My 13 year old daughter is disrespectful all the time. When u say all the time Imean all the time. Shed.cusses me out, fights me, destroys my.house and.belongings, satys out.till whatever.time she wants, stays home.from school.whenever she wants I.tried therapy for her meds nothing is working.
Submitted by jenmoss418

ouch!!! thats difficult,but the best way you can approach this is to put your foot down. it is YOUR house, your rules, you DEMAND respect, obedience and nothing less, for every action there is a consequence and she better be ready for what SHE provoked. you will be the arch villan, the warden, and an unsensitive jerk!! but its best to intervene now.if you do not get involved and 'give her space', she will start making ALOOOOT of stupid choices..voice of experience, been there, done that.

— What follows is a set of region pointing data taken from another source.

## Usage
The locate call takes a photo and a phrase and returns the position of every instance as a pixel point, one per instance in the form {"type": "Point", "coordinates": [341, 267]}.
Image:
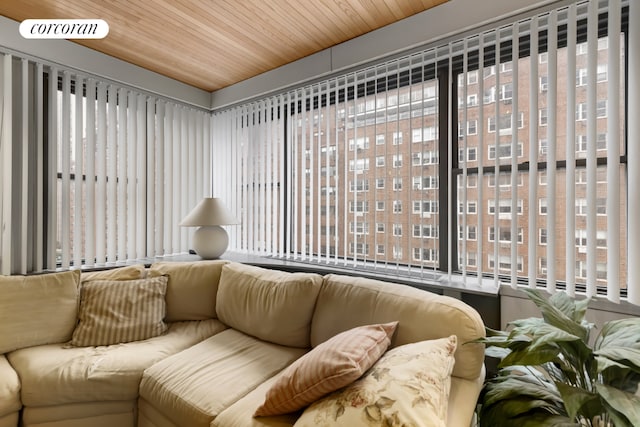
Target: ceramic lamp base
{"type": "Point", "coordinates": [210, 241]}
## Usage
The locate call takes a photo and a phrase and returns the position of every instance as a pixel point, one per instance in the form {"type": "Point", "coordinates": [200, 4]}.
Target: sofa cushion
{"type": "Point", "coordinates": [194, 386]}
{"type": "Point", "coordinates": [120, 311]}
{"type": "Point", "coordinates": [130, 272]}
{"type": "Point", "coordinates": [9, 388]}
{"type": "Point", "coordinates": [85, 414]}
{"type": "Point", "coordinates": [192, 288]}
{"type": "Point", "coordinates": [58, 374]}
{"type": "Point", "coordinates": [409, 385]}
{"type": "Point", "coordinates": [272, 305]}
{"type": "Point", "coordinates": [333, 364]}
{"type": "Point", "coordinates": [36, 310]}
{"type": "Point", "coordinates": [421, 315]}
{"type": "Point", "coordinates": [241, 412]}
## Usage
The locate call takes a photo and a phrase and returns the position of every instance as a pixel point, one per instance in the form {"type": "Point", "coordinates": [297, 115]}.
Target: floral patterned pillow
{"type": "Point", "coordinates": [408, 386]}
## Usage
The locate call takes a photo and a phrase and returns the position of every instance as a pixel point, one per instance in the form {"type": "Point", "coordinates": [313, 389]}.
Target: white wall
{"type": "Point", "coordinates": [437, 24]}
{"type": "Point", "coordinates": [87, 60]}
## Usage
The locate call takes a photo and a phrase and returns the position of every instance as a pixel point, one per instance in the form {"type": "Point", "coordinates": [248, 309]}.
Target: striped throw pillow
{"type": "Point", "coordinates": [120, 311]}
{"type": "Point", "coordinates": [331, 365]}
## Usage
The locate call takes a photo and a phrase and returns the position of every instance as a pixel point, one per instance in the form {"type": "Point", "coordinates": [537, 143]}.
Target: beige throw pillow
{"type": "Point", "coordinates": [38, 309]}
{"type": "Point", "coordinates": [409, 385]}
{"type": "Point", "coordinates": [114, 311]}
{"type": "Point", "coordinates": [130, 272]}
{"type": "Point", "coordinates": [333, 364]}
{"type": "Point", "coordinates": [192, 288]}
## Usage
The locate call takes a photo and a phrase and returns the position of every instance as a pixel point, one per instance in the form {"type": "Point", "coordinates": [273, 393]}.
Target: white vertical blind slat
{"type": "Point", "coordinates": [613, 153]}
{"type": "Point", "coordinates": [65, 169]}
{"type": "Point", "coordinates": [150, 162]}
{"type": "Point", "coordinates": [80, 177]}
{"type": "Point", "coordinates": [6, 159]}
{"type": "Point", "coordinates": [140, 180]}
{"type": "Point", "coordinates": [633, 152]}
{"type": "Point", "coordinates": [533, 157]}
{"type": "Point", "coordinates": [570, 217]}
{"type": "Point", "coordinates": [23, 194]}
{"type": "Point", "coordinates": [39, 204]}
{"type": "Point", "coordinates": [101, 175]}
{"type": "Point", "coordinates": [552, 100]}
{"type": "Point", "coordinates": [158, 230]}
{"type": "Point", "coordinates": [515, 115]}
{"type": "Point", "coordinates": [496, 141]}
{"type": "Point", "coordinates": [112, 208]}
{"type": "Point", "coordinates": [125, 195]}
{"type": "Point", "coordinates": [480, 256]}
{"type": "Point", "coordinates": [592, 186]}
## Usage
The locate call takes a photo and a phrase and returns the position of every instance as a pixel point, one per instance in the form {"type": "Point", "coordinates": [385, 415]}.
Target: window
{"type": "Point", "coordinates": [359, 228]}
{"type": "Point", "coordinates": [505, 123]}
{"type": "Point", "coordinates": [359, 164]}
{"type": "Point", "coordinates": [359, 144]}
{"type": "Point", "coordinates": [486, 174]}
{"type": "Point", "coordinates": [359, 206]}
{"type": "Point", "coordinates": [397, 184]}
{"type": "Point", "coordinates": [504, 208]}
{"type": "Point", "coordinates": [359, 185]}
{"type": "Point", "coordinates": [505, 151]}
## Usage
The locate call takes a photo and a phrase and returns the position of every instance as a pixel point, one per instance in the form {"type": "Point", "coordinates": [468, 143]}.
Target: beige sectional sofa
{"type": "Point", "coordinates": [210, 340]}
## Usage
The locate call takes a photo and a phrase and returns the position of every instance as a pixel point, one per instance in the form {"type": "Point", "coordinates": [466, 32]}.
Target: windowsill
{"type": "Point", "coordinates": [430, 280]}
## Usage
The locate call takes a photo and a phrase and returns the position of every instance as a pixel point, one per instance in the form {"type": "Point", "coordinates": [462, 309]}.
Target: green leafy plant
{"type": "Point", "coordinates": [553, 373]}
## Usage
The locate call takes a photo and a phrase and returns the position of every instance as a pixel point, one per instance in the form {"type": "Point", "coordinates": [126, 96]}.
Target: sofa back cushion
{"type": "Point", "coordinates": [275, 306]}
{"type": "Point", "coordinates": [37, 310]}
{"type": "Point", "coordinates": [346, 302]}
{"type": "Point", "coordinates": [192, 288]}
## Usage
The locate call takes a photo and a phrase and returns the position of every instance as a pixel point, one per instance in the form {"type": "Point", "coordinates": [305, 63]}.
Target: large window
{"type": "Point", "coordinates": [514, 140]}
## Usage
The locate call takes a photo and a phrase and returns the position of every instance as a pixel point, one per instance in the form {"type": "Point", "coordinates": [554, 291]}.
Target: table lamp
{"type": "Point", "coordinates": [210, 240]}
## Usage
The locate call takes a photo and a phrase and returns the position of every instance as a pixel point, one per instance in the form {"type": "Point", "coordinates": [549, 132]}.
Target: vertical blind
{"type": "Point", "coordinates": [94, 174]}
{"type": "Point", "coordinates": [499, 156]}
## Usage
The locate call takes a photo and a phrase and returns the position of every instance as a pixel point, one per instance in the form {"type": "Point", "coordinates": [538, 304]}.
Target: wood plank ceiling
{"type": "Point", "coordinates": [211, 44]}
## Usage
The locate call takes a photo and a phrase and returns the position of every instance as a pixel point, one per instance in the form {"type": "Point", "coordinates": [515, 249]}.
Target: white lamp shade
{"type": "Point", "coordinates": [210, 211]}
{"type": "Point", "coordinates": [210, 240]}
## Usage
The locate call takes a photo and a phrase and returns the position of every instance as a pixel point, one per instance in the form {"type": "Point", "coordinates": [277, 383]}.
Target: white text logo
{"type": "Point", "coordinates": [64, 28]}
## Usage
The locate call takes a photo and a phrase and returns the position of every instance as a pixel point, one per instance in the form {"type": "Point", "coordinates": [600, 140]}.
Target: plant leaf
{"type": "Point", "coordinates": [620, 333]}
{"type": "Point", "coordinates": [577, 399]}
{"type": "Point", "coordinates": [538, 356]}
{"type": "Point", "coordinates": [628, 357]}
{"type": "Point", "coordinates": [497, 352]}
{"type": "Point", "coordinates": [514, 386]}
{"type": "Point", "coordinates": [623, 402]}
{"type": "Point", "coordinates": [572, 308]}
{"type": "Point", "coordinates": [556, 317]}
{"type": "Point", "coordinates": [549, 334]}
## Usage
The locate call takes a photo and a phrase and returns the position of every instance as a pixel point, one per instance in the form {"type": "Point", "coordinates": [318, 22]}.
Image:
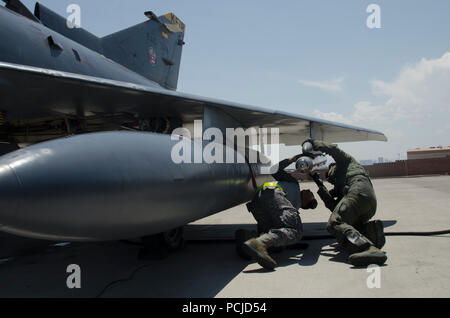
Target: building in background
{"type": "Point", "coordinates": [428, 153]}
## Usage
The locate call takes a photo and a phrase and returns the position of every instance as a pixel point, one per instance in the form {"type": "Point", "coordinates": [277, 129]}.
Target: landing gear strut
{"type": "Point", "coordinates": [158, 246]}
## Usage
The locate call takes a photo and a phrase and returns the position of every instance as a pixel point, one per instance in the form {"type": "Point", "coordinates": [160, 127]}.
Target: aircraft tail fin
{"type": "Point", "coordinates": [152, 48]}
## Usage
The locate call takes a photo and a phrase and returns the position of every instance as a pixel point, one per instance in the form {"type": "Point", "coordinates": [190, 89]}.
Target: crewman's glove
{"type": "Point", "coordinates": [316, 178]}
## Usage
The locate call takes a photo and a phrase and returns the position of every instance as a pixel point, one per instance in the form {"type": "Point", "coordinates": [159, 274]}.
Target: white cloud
{"type": "Point", "coordinates": [334, 85]}
{"type": "Point", "coordinates": [416, 112]}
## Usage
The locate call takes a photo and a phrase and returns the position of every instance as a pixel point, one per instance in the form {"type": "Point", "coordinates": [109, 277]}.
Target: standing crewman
{"type": "Point", "coordinates": [353, 204]}
{"type": "Point", "coordinates": [275, 208]}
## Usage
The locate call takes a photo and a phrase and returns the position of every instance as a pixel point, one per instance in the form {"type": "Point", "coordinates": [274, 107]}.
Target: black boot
{"type": "Point", "coordinates": [241, 236]}
{"type": "Point", "coordinates": [370, 256]}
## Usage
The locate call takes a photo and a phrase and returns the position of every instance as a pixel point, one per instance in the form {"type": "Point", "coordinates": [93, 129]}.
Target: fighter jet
{"type": "Point", "coordinates": [86, 128]}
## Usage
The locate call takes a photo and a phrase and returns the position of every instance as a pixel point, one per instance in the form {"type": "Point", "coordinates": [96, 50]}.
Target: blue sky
{"type": "Point", "coordinates": [315, 58]}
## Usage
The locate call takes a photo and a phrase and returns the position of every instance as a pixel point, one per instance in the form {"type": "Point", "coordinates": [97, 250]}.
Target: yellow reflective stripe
{"type": "Point", "coordinates": [269, 184]}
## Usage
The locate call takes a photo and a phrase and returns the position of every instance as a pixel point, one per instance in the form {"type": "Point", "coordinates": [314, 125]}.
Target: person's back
{"type": "Point", "coordinates": [353, 204]}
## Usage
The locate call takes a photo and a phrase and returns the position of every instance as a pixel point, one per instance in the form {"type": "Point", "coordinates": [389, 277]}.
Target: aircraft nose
{"type": "Point", "coordinates": [9, 195]}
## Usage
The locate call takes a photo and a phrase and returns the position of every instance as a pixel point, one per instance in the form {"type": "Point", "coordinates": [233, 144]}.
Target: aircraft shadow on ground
{"type": "Point", "coordinates": [202, 269]}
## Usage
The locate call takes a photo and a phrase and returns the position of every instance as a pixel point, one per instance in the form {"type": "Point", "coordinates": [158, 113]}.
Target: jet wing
{"type": "Point", "coordinates": [28, 92]}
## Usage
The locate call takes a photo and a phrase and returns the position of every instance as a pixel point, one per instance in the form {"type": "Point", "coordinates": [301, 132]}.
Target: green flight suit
{"type": "Point", "coordinates": [352, 201]}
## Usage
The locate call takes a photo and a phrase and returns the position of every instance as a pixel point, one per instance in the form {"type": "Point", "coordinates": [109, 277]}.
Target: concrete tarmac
{"type": "Point", "coordinates": [208, 266]}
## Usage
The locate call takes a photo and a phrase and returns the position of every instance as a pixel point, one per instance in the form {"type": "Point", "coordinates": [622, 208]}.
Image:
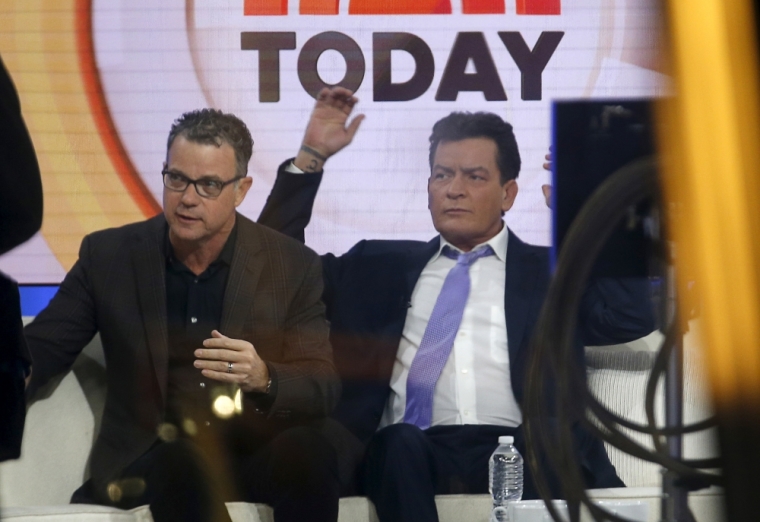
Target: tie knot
{"type": "Point", "coordinates": [467, 258]}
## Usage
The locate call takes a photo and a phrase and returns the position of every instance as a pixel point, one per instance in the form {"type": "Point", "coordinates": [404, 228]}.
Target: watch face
{"type": "Point", "coordinates": [142, 63]}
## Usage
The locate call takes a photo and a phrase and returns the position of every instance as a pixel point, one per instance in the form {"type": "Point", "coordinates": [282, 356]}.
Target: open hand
{"type": "Point", "coordinates": [328, 130]}
{"type": "Point", "coordinates": [547, 189]}
{"type": "Point", "coordinates": [234, 361]}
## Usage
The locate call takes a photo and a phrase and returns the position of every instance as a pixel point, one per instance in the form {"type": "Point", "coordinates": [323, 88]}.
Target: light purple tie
{"type": "Point", "coordinates": [438, 339]}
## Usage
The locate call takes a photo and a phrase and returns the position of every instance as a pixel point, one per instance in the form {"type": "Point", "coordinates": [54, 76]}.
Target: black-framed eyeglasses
{"type": "Point", "coordinates": [205, 187]}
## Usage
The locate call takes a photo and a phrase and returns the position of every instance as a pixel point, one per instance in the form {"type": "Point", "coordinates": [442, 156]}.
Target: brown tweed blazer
{"type": "Point", "coordinates": [117, 288]}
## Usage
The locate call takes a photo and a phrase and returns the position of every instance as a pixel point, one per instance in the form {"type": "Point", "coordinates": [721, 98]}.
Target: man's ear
{"type": "Point", "coordinates": [242, 188]}
{"type": "Point", "coordinates": [509, 193]}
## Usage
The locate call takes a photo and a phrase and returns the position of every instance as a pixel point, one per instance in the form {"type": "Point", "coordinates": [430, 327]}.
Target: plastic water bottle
{"type": "Point", "coordinates": [505, 477]}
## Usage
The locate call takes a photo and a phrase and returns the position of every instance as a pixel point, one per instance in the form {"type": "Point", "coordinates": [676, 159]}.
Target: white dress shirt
{"type": "Point", "coordinates": [474, 386]}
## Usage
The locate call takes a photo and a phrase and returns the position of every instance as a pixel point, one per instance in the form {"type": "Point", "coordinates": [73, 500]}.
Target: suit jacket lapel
{"type": "Point", "coordinates": [521, 279]}
{"type": "Point", "coordinates": [150, 275]}
{"type": "Point", "coordinates": [247, 264]}
{"type": "Point", "coordinates": [418, 257]}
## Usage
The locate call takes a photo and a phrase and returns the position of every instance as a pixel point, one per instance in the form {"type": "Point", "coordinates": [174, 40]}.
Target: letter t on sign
{"type": "Point", "coordinates": [269, 46]}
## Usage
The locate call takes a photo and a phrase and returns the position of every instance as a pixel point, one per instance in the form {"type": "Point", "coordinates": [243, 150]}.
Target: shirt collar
{"type": "Point", "coordinates": [225, 256]}
{"type": "Point", "coordinates": [498, 244]}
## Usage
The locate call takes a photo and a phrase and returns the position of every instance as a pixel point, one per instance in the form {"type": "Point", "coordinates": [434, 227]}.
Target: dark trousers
{"type": "Point", "coordinates": [295, 473]}
{"type": "Point", "coordinates": [405, 467]}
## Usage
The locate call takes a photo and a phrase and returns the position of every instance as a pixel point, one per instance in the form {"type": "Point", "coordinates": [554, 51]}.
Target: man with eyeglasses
{"type": "Point", "coordinates": [217, 355]}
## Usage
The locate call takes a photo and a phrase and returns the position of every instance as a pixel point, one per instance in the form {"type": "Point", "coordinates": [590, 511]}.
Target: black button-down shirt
{"type": "Point", "coordinates": [193, 308]}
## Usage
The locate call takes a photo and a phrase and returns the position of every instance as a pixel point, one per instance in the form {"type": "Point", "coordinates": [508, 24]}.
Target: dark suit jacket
{"type": "Point", "coordinates": [368, 290]}
{"type": "Point", "coordinates": [20, 219]}
{"type": "Point", "coordinates": [117, 288]}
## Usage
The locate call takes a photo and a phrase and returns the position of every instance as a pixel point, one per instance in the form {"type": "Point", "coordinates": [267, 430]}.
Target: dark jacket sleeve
{"type": "Point", "coordinates": [289, 205]}
{"type": "Point", "coordinates": [616, 310]}
{"type": "Point", "coordinates": [21, 196]}
{"type": "Point", "coordinates": [60, 331]}
{"type": "Point", "coordinates": [288, 211]}
{"type": "Point", "coordinates": [306, 380]}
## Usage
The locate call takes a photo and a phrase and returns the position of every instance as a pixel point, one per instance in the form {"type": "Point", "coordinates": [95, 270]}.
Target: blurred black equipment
{"type": "Point", "coordinates": [607, 224]}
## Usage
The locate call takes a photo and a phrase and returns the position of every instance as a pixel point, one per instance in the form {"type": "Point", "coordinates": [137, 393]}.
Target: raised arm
{"type": "Point", "coordinates": [288, 208]}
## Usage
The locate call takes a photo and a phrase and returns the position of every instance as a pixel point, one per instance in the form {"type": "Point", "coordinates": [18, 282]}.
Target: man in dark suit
{"type": "Point", "coordinates": [431, 340]}
{"type": "Point", "coordinates": [202, 313]}
{"type": "Point", "coordinates": [20, 219]}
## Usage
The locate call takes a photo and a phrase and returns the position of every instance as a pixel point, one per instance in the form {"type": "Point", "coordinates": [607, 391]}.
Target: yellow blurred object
{"type": "Point", "coordinates": [710, 137]}
{"type": "Point", "coordinates": [224, 407]}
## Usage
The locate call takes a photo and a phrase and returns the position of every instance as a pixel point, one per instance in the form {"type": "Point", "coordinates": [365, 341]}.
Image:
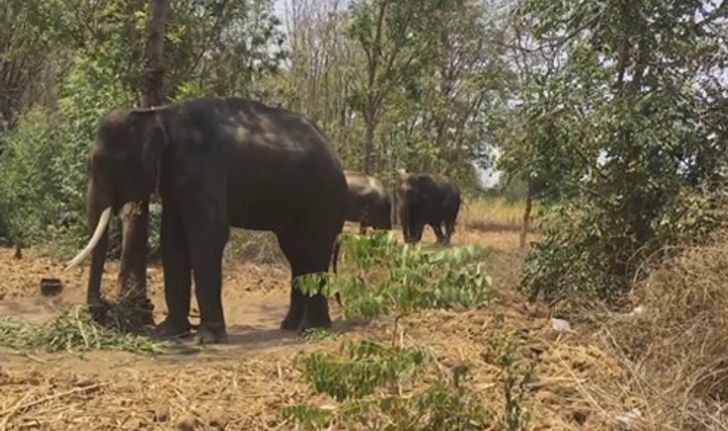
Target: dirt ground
{"type": "Point", "coordinates": [245, 384]}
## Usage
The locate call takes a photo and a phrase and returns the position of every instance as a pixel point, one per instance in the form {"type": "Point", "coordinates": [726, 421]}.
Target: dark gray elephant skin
{"type": "Point", "coordinates": [368, 202]}
{"type": "Point", "coordinates": [427, 199]}
{"type": "Point", "coordinates": [220, 163]}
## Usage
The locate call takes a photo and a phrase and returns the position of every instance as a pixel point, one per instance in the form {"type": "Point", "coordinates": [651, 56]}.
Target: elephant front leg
{"type": "Point", "coordinates": [206, 243]}
{"type": "Point", "coordinates": [308, 252]}
{"type": "Point", "coordinates": [177, 276]}
{"type": "Point", "coordinates": [441, 238]}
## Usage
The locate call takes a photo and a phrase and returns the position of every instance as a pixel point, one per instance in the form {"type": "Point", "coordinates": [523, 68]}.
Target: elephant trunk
{"type": "Point", "coordinates": [133, 268]}
{"type": "Point", "coordinates": [99, 212]}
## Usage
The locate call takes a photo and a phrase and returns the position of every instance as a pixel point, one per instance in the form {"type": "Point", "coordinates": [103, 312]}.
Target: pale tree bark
{"type": "Point", "coordinates": [526, 214]}
{"type": "Point", "coordinates": [133, 271]}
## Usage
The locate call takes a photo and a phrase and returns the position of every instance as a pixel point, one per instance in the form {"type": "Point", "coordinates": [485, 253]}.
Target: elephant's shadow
{"type": "Point", "coordinates": [252, 339]}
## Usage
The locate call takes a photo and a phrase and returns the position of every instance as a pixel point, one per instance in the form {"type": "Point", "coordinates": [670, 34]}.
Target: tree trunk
{"type": "Point", "coordinates": [526, 214]}
{"type": "Point", "coordinates": [153, 85]}
{"type": "Point", "coordinates": [133, 271]}
{"type": "Point", "coordinates": [369, 146]}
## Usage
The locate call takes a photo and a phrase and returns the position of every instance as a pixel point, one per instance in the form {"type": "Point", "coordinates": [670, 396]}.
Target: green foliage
{"type": "Point", "coordinates": [618, 138]}
{"type": "Point", "coordinates": [314, 335]}
{"type": "Point", "coordinates": [73, 331]}
{"type": "Point", "coordinates": [390, 277]}
{"type": "Point", "coordinates": [368, 380]}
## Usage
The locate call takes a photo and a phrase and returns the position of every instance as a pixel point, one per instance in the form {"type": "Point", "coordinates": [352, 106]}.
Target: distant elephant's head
{"type": "Point", "coordinates": [124, 168]}
{"type": "Point", "coordinates": [383, 218]}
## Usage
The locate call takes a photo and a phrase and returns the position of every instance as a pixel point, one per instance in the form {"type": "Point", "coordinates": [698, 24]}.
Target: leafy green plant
{"type": "Point", "coordinates": [516, 375]}
{"type": "Point", "coordinates": [314, 335]}
{"type": "Point", "coordinates": [73, 330]}
{"type": "Point", "coordinates": [392, 278]}
{"type": "Point", "coordinates": [369, 381]}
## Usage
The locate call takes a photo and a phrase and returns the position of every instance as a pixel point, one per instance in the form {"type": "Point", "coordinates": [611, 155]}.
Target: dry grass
{"type": "Point", "coordinates": [669, 363]}
{"type": "Point", "coordinates": [674, 348]}
{"type": "Point", "coordinates": [491, 214]}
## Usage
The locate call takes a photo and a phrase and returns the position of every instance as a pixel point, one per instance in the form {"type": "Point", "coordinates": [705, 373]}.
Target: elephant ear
{"type": "Point", "coordinates": [154, 139]}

Submitted by susanlmelchor

My oldest only 5, I've worked in various child care settings, & have many friends w older children. You didnt clarify whr the teen came from. You didnt clarify what the status is with your self and her mom. From its looks, I'm assumin you 2 are not together, and the teen was with her mom before coming to you. So if she spent last 12.5 year with mom, than moves to you, her circumstances changed. 1st she testin her bounderies. Set your limits, stick to it. 2 She prob cryin f attn, show her u care.